Yoel is still too young to read, and only knows a few lines of prayers, but I like it when he comes with me.

When Yoel and I arrive at Hassidic shul I attend on Friday nights, I give him a big bag of ketchup Cheetos, and as I get myself ready for the prayers to start, he joins some other boys his age at the front of the room. The boys sit in a little row, legs crossed, their backs against the towering 15 foot Torah ark, eating treats and watching the men pray (to them).

With his blond side locks, black felt kippa, and vest over a white shirt Yoel fits in well. He looks so comfortable and at home in such an unusual place. I wonder when he will notice that his father is the only person among the hundreds of robed Hassidim wearing a navy blue sweater.

After kabbalat Shabbat services, his chips finished (bag licked clean), and bored with games, Yoel makes his way back to my bench and spends the last half hour beside me, identifying letters in his siddur, announcing in a stage whisper his repeated trips to get a glass of water or go to the bathroom.

On Friday nights the shul is full, but on holidays hundreds of additional families who live outside Jerusalem come to pray with their Rebbe. Impossible numbers of hassidim fill every corner of the synagogue.

It is a bad time to bring a child to shul, but this past Hannuka, in my rush to light candles on time I forgot how crowded it gets on holidays and brought Yoel anyway. I realized my mistake when we arrived, but it was too late and too far to return him home. So I gave Yoel his chips, explained that I would not be in my regular spot, and pointed out a landmark by which he could find me.

By the time prayers began, the room was filled beyond capacity. Forty or fifty tight rows of Hasidim, rolling waves of black and white, long side-locks swaying in counter rhythm to the men’s bodies.
If I get over my initial claustrophobia, it is a sublime experience. Slonimer Hassidim sing powerful tunes to their prayers, especially on holidays, at once mournful and exhilarating. Verse by verse of Lekha Dodi it feels as though something is emerging, unfolding from the souls of the men, something that sweeps me along with it.

As we finished Kabbalat Shabbat, four or five rows ahead of me, I saw a flash of blond. Standing on a chair, Yoel had pushed aside the two men on either side of him with a force I didn’t know he was capable of and was looking for me.
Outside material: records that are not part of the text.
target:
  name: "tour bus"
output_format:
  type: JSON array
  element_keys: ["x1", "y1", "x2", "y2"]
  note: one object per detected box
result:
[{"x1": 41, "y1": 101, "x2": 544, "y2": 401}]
There were tears on his cheeks and desperation flashed in his eyes. I don’t know how long he had been lost.

At the moment I saw his tears as he looked for me in the suddenly frightening crowd, I was overwhelmed as a father, at the power of experiencing his need for me.

I caught the eye of a Hassid near him and he passed him back to someone in the row behind him, and then from hand to hand, row to row, over the crowd, he came back to me. He grabbed me tight, and then for the remaining minutes of the service stuck close, holding my hand. On the way home Yoel fell asleep on my shoulders.

The house was busy, warm and full when we got home. The candles were lit, the table was set, Hallel was coaxing a giggle out of little Tsofia, Hadas, back from shul, was back to reading, and Maayan and Moriah and were tickling each other on the sofa.


  1. What a wonderful loving father your son has!

  2. Sharon Saunders

    I can’t read this blog anymore – too much crying from joy.

  3. This story can’t help but bring up those powerful parental emotions.. And brought me to tears. Beautifully written.

  4. I was imagining sitting in your classroom as you told over this story. Thank you. What a treat.

  5. Mina Esther Gordon

    What a wonderful treasure you have ! If only it was possible for every one to access their thoughts and feelings from long forgotten beautiful moments! We would have a totally different approach to our relationships.
    The view from above is breathtaking.